You are wrong again. Working backwards to finding the result is exactly what didn't happen, just the opposite. For the LDS, Friday Apr 1, 33 AD has been the known date for the Crucifixion since 1830 when Joseph revealed that Christ had been born 1830 years earlier from April 6, 1830, when The Church of Jesus Christ of Latter Day Saints was officially organized. Several LDS prophets between then and now have confirmed that April 6, 1 BC is the birth date of Christ. Since the Bible implies He lived 33 yrs, and was crucified on Friday Nisan 14, it must have been on Fri Apr 1, 33 AD if you believe He was born on Passover, 1 BC. So that date has been long known by the LDS, and even many non LDS scholars have pinpointed that date as one of the most likely for the Crucifixion date as the day before the Passover feast falls on a Friday only three times in the decade of possibilities. The other beginning date for Daniel's prophecy, Apr 3, 458 BC comes from secular sources.
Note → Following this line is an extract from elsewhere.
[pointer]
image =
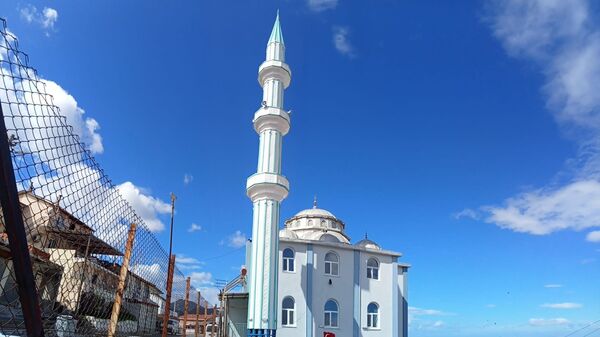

John Pratt emphasized the following point, which seems, as usual, a crucial point that you have missed: "Ezra provides us with the exact date of when he left to begin to restore Jerusalem. He states that it was on the first day of the first month of the seventh year of Artaxerxes that he left Babylon to restore Jerusalem (Ezra 7:7-9). Sir Isaac Newton placed that event in the year 458 BC, but saw no need to refine that estimate further. What does modern scholarship say about that date?
The standard reference for dates of that period on the Babylonian calendar is a set of tables produced by Parker and Dubberstein, which give the exact day for the first day of every month. The day listed in their tables, which is guaranteed not to have been influenced by any desire to force the prophecy to come out neatly, is Sat 3 Apr 458 BC."
So the beginning 3 Apr 458 BC and end 1 Apr, 33 AD dates are independent of each other and not chosen to fit. Both dates are Passover and exactly 490 years to the day apart from each other on the Enoch Calendar. Which is an absolute bullseye for Daniel's prophecy. Given the prophecy is given in weeks of years, and the Enoch calendar is based on weeks (of days), it is a perfect fit.